Monday, November 13, 2017

Guilty consciences!

I wrote a post called Hospitals and banks, the way things work in the other blog a while ago. Very recently I saw a billboard at City Centre whose photograph is pasted below.


Why do you think hospitals are feeling the need to advertize like this?

Sunday, September 17, 2017

Freudian slip?

I hadn't posted anything on this blog for some time. Under the circumstances, there wasn't much to post. My father passed away four days ago after a long and painful illness.

My daughter asked today whether I had taken a dose of Milk of Amnesia. I thought that deserved a blogpost.

Tuesday, June 6, 2017

Ho ho ho

Here's someone who is either very wise or super-stupid; he's drawn up a list of five widely used things (such as cash) that are sure to vanish by 2021. 

I have a long memory, and so, I hope, do some of my readers, at least. We shall check, shall we?

Thursday, May 11, 2017

Eat your pencil?

Lots of people have become serendipitous inventors, and if and when their brainwaves have found big markets, they have sometimes become suddenly and enormously rich. I refuse to believe that all of them deserve particular admiration for being talented - think of the inventors of chewing gum and cellotape and hair dye. 

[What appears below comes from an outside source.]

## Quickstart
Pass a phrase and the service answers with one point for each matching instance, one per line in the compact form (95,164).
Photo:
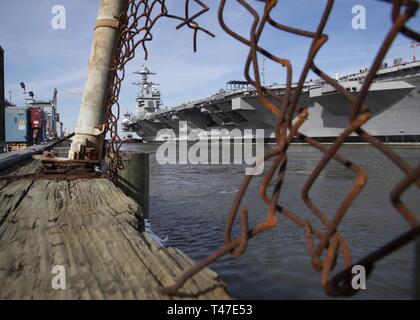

Not everyone has the inclination for it, either. I have had brainwaves over and over again, but never bothered to run to the Patent Office. Here's one such for public consumption. Watching my pupils chewing or sucking away at their pencils and pens, it has struck me that someone could make a killing by manufacturing edible writing instruments. They could come in a variety of flavours, too. I have seen pencils with scented erasers stuck to their behinds, I have seen pen-pencil combos, but I haven't seen ones that can be eaten. Has any reader come across such things? If not, and if someone does manage to make a big hit by launching such a line, s/he might remember that it was my idea, and at least acknowledge the debt. I wouldn't mind if I got paid, either :)

Thursday, April 6, 2017

High five for Babul Supriyo

When a politician says something both true and important, I try to applaud without regard to his political colour. So here is Babul Supriyo, BJP MP from Asansol, complaining that the public come to him (and politicos in general) by and large with requests for out of turn or even absolutely illegal favours – get me off the hook in this police case, get my undeserving son a job, get my daughter with hopeless examination scores into a good college, get me a flat though I didn’t make it through the lottery. He went so far as to observe ruefully that the very same people walk out and then condemn the same politicians for being ‘corrupt’. All I can say is ‘Hear, hear!’

I have always maintained that in this country the man in the street has no right to call politicians names without taking a good hard look at himself first. As I see it, we call a politician corrupt if he gives undue favours to someone I don’t know or dislike. Also, if I take bribes in hundreds or thousands, I am honest, but he takes them in millions, so he is corrupt.

Monday, March 20, 2017

Wednesday, March 8, 2017

Where's the damn rain?

Climate change is a weird and complex thing. Let me just put on record what has been happening lately in my town, at least. It has been cloudy ever since early morning today, and I learnt that it was raining heavily in Kolkata, but as far as Durgapur is concerned, it hasn’t rained once since September last. And yet it has been the longest winter in living memory: it became pleasantly cool in mid-November, and even today, after the first week of March, it is still chilly enough to wonder whether I should put on something warm if I go riding on my two-wheeler early in the morning or late in the evening. When is summer going to set in finally, and how bad is it going to be this time?


P.S.: Just a few drops fell in the evening, barely enough to wet the dust. Deeply disappointed.

P.P.S., March 10: I guess even the gods are embarrassed by cursing sometimes. It rained a bit yesterday evening, and then again, torrentially today - for the first time in six months!

Tuesday, January 10, 2017

Teachers' angst

The January 2017 issue of Reader's Digest carried an article after my own heart: a collection of acid quips from long-suffering schoolteachers, titled Talking out of School, by Patrick Romain (pp. 86-89). Do look it up. Here are a few of my choice quotes - I hope the RD editors won't mind my using them:

1) His parents are professionally unemployed and have promised to make their kid work.

2) I didn't realize it, but according to the parents, I have two Einsteins, five Marie Curies and eight Leonardo da Vincis in my class.

3) The mother asked me more questions in five minutes than her daughter did in a whole term.

4) It's not in my class that Rodin would have found a model for his Thinker.

5) I was lured with the promise of becoming a teacher and ended up becoming a zookeeper.

6) This pupil has two saviours: the school bell and Wikipedia.

7) Is education getting better because pupils are getting worse, or is it the other way round?

8) In high places they talk about dyslexia, dyspraxia, dysorthographia and dyscalculia. In the meantime, discipline is my problem.

After 36 years at it, I can only say 'Hear, hear!' And I am thankful that my long-nurtured reputation as an ogre has saved me from the last problem, at least. I can always terrify them and throw a particularly noxious brat out.